そうした中では、最良のモノをピックアップするのではなく、消去法で最良のモノを「絞り込む」という手法が適切と思います。最良の、ただひとつのモノを選び出そうにもそれは難しく、それよりも、最良では無さそうなモノを削除して、残ったモノの中から選ぶ=選択肢を絞り込むことで選びやすくする、という考え方です。
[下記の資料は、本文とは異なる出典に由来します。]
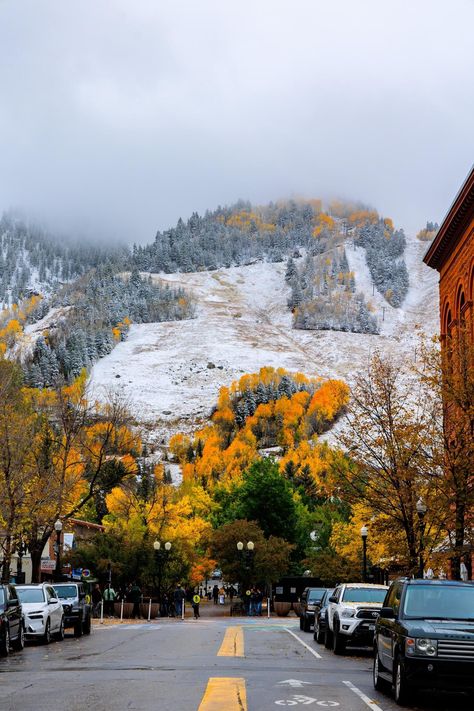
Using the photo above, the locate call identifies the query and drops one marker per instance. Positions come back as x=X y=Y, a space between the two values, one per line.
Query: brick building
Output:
x=452 y=255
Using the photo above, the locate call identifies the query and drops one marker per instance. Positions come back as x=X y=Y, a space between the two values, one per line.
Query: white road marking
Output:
x=313 y=652
x=294 y=682
x=371 y=704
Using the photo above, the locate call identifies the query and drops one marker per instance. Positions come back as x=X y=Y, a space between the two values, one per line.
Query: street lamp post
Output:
x=161 y=557
x=246 y=555
x=58 y=527
x=421 y=510
x=21 y=550
x=364 y=532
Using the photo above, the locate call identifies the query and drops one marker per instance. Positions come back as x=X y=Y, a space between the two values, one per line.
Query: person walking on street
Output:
x=109 y=599
x=96 y=600
x=135 y=596
x=178 y=597
x=196 y=601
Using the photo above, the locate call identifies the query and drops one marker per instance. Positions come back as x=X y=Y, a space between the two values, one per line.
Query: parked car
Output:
x=320 y=617
x=77 y=612
x=424 y=637
x=43 y=612
x=352 y=612
x=310 y=601
x=12 y=630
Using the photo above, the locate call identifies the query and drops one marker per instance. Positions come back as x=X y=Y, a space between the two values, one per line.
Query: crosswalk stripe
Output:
x=227 y=693
x=233 y=643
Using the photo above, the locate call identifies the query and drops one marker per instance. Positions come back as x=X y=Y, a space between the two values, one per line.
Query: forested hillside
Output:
x=31 y=260
x=78 y=298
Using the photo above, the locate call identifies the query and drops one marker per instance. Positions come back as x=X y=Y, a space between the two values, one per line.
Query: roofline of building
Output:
x=452 y=225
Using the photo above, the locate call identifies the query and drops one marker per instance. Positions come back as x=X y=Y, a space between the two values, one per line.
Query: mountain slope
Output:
x=171 y=372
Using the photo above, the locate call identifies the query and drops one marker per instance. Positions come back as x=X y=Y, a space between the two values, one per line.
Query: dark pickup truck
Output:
x=424 y=638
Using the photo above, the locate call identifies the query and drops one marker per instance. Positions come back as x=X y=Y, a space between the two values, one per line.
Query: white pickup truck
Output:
x=352 y=611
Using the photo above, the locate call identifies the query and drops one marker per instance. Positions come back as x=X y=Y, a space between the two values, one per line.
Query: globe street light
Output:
x=161 y=558
x=421 y=509
x=58 y=527
x=364 y=533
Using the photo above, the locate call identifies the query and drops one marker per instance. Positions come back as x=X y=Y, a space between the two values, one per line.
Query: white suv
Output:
x=352 y=611
x=43 y=611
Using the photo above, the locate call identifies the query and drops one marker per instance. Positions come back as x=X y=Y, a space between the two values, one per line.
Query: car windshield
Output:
x=64 y=591
x=364 y=595
x=30 y=594
x=439 y=601
x=315 y=594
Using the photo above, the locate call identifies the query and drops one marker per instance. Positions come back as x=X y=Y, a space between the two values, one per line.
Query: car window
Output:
x=31 y=594
x=439 y=601
x=64 y=591
x=364 y=595
x=393 y=597
x=315 y=594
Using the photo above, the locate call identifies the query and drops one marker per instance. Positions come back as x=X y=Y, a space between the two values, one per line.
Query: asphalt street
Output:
x=203 y=665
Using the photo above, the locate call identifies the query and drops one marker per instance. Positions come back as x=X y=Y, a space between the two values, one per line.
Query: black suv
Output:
x=77 y=612
x=424 y=637
x=12 y=628
x=310 y=603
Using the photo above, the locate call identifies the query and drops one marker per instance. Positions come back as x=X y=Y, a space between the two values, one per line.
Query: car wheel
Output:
x=5 y=643
x=318 y=633
x=60 y=633
x=46 y=639
x=78 y=629
x=400 y=684
x=379 y=683
x=328 y=638
x=19 y=643
x=338 y=642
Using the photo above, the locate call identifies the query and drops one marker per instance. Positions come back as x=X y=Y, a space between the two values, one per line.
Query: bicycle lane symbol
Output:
x=297 y=699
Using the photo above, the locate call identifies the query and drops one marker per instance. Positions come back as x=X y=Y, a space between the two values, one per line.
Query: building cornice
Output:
x=458 y=217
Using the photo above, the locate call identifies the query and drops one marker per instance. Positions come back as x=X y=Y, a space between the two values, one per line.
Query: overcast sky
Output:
x=118 y=116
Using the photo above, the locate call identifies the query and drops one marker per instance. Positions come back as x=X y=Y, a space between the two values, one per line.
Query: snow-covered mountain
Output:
x=170 y=373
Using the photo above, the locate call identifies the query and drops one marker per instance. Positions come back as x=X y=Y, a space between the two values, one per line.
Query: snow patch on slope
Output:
x=170 y=373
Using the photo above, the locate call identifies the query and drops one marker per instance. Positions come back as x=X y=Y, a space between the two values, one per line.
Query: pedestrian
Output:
x=178 y=597
x=96 y=597
x=135 y=596
x=109 y=599
x=164 y=605
x=195 y=603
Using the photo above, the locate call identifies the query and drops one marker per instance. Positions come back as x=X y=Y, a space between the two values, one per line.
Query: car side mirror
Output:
x=388 y=613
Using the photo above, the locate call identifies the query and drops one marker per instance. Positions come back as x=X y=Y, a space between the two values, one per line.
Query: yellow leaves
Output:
x=360 y=217
x=323 y=223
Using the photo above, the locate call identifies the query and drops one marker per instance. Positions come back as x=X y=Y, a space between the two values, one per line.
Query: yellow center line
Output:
x=233 y=643
x=227 y=693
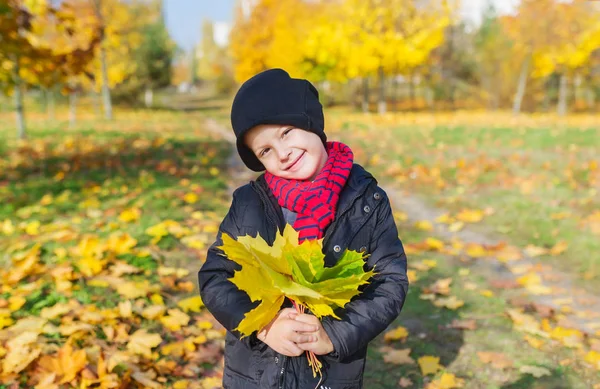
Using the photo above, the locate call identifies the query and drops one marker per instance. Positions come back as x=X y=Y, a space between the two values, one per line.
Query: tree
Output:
x=155 y=57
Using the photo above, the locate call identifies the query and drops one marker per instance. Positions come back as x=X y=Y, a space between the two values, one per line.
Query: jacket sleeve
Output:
x=372 y=311
x=224 y=300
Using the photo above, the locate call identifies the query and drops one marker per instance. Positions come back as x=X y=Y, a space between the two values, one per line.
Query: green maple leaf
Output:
x=292 y=270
例えば異なるメーカーからラインナップされた、同じ90リッターの板が4本、選択肢としてあると仮定しましょう。うち3つは横幅が60〜61センチで、しかし1本だけは62センチあったとします。その場合、仲間はずれの横幅62センチの1本は選択から削除してしまうという手法。横幅が他と異なる利点があるだろうことは重々理解できますが、3/4の割合で同じ横幅の板が並ぶには、さらなる理由があるだろうと推測できるから。すなわちそれが「定番」と言えそうだからです。特別な趣向があるなら道具選びに悩むはずは無く、道具選びに悩むということはそうした特別な趣向が無いからこそであるはずで、ゆえに「定番」を選んでおけば間違い無いだろうとの確信もあります。消去法とは、こうした考え方です。
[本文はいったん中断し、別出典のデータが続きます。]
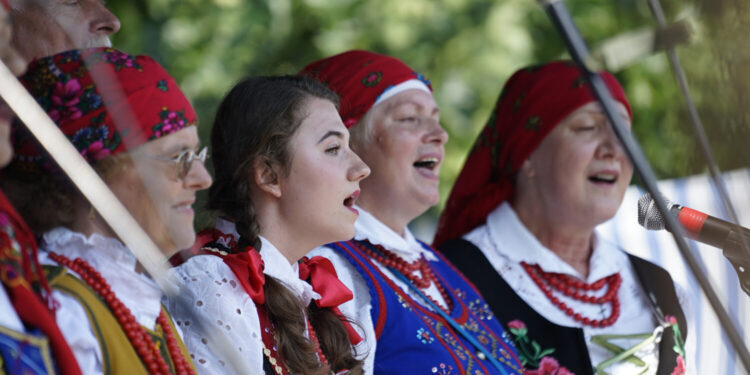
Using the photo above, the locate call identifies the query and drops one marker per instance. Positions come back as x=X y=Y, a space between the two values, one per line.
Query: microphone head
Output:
x=649 y=215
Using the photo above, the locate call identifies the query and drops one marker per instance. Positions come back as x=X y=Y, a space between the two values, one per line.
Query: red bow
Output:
x=324 y=280
x=248 y=267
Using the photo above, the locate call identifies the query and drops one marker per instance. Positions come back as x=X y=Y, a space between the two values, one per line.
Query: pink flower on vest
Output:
x=549 y=366
x=516 y=324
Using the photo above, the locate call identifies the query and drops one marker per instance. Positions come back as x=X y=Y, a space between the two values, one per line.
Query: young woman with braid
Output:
x=286 y=182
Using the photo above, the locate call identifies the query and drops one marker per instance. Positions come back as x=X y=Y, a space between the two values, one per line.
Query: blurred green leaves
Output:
x=468 y=48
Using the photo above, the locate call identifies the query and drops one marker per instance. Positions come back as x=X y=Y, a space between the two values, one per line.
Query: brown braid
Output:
x=257 y=119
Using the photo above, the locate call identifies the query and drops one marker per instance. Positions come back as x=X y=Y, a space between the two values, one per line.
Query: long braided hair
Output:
x=257 y=118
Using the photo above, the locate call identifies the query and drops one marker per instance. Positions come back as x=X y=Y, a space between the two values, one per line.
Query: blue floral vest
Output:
x=414 y=340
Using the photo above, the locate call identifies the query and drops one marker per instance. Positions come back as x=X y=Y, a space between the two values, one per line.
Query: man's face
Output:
x=46 y=27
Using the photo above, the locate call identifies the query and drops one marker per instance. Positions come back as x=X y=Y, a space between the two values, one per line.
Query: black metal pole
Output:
x=559 y=15
x=741 y=249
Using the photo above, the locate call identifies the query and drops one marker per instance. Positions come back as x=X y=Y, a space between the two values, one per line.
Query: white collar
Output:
x=276 y=264
x=368 y=227
x=116 y=264
x=514 y=240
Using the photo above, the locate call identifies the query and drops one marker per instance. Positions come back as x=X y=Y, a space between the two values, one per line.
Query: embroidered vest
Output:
x=569 y=343
x=24 y=353
x=118 y=354
x=412 y=339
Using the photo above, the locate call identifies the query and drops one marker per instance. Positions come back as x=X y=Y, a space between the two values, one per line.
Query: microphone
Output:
x=618 y=52
x=698 y=225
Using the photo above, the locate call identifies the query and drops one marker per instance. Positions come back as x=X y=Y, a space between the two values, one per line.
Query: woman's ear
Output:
x=266 y=176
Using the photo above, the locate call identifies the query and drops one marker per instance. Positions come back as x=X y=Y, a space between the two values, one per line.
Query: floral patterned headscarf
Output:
x=533 y=101
x=360 y=78
x=105 y=101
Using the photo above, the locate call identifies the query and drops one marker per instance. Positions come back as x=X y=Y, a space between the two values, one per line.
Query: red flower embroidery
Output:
x=97 y=150
x=549 y=366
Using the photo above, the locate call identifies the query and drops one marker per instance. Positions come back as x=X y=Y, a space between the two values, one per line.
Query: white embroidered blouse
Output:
x=408 y=248
x=118 y=266
x=219 y=320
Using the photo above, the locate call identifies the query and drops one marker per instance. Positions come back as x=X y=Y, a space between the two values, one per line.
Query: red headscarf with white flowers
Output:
x=533 y=101
x=360 y=78
x=105 y=101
それを念頭に、現在唯一の専門誌であるウインドサーフィングマガジンの最新カタログ号から拾ってみましょう。そこに掲載されていないものについては残念ながら情報不足でまったくわかりません。
カタログを紐解くと、選択対象は、ファナティックのFREEWAVE96もしくは86、JPフリースタイルウェイブの93、パトリックF-CROSSの93、スターボードFUTURAの90、タブーの3-STYLEの86もしくは96に絞り込まれそうです。その中から90リッターくらいで限定するなら、FREEWAVE86、JPフリースタイルウェイブ93もしくは85、F-CROSS93、フツラ90、3-Sの86になるでしょう。
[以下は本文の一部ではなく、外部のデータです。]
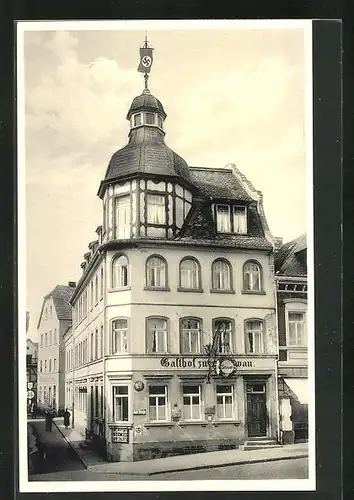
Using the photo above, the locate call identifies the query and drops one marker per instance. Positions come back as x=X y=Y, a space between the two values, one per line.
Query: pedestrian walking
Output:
x=66 y=418
x=48 y=421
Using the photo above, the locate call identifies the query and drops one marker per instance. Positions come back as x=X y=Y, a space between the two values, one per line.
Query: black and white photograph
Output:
x=166 y=283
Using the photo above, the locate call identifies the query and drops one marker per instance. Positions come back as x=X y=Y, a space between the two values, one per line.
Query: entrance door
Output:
x=256 y=412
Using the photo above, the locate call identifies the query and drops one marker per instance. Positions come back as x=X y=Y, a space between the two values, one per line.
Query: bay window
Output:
x=120 y=272
x=156 y=212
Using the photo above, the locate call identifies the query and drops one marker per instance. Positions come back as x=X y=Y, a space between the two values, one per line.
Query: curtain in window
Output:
x=156 y=335
x=223 y=218
x=240 y=222
x=251 y=277
x=123 y=217
x=156 y=209
x=120 y=272
x=254 y=340
x=156 y=272
x=190 y=336
x=120 y=335
x=189 y=274
x=221 y=276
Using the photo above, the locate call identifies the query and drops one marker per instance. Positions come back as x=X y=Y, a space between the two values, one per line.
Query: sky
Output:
x=231 y=96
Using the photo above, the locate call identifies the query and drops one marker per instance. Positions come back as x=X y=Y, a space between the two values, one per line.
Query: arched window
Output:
x=156 y=272
x=156 y=334
x=120 y=272
x=120 y=336
x=189 y=273
x=252 y=277
x=223 y=334
x=254 y=336
x=190 y=335
x=221 y=275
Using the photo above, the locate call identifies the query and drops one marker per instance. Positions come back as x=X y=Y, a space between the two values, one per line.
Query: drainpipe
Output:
x=277 y=350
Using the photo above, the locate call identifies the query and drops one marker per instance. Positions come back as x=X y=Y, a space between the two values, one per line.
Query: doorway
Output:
x=257 y=420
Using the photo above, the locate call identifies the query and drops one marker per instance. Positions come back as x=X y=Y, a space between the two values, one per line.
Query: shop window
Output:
x=156 y=335
x=223 y=328
x=252 y=277
x=156 y=212
x=123 y=217
x=120 y=268
x=190 y=335
x=296 y=328
x=158 y=403
x=156 y=272
x=254 y=337
x=191 y=402
x=221 y=275
x=224 y=402
x=120 y=336
x=120 y=403
x=189 y=273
さらにそれぞれのスペックを見ると、FREEWAVE86(233/58.5)、JPフリースタイルウェイブ93(234/60.5)、F-CROSS93(235/60.5)、フツラ90(233/62)、3-Sの86(220.5/59.5)。それぞれボリュームに違いがあるので横並びに判断しにくいところですが、横幅を見ると、同じ86リッターながら1センチも幅狭いFREEWAVE86は、他ボードの横幅と比較してもちょっと細めかもとの懸念が頭をもたげます。またダントツに横幅の広いフツラ90も少し仲間はずれな感じ。というワケで思い切ってその両者を消去したなら、JPフリースタイルウェイブ93、F-CROSS93、3-Sの86に絞り込むことができます。
このようにある程度まで選択した上で、そこから先は、可能ならば、ですが、試乗会などに参加して実際に試してみること。ターゲットとなるボリュームの板が試乗会に登場するとは限らないし、試乗会当日に最高の風が吹くとも限らないですが、それでも狙う板のボリューム違いであっても、またたとえ走らない弱風であっても、とりあえず試してみたなら多少なりとも推測が成り立つはず。そうした推測と、さらにはネット等を介した他情報を積み重ねることで、さらに自分が最終選択すべき板の絞り込みをして最終決定するのが結論への近道と思えます。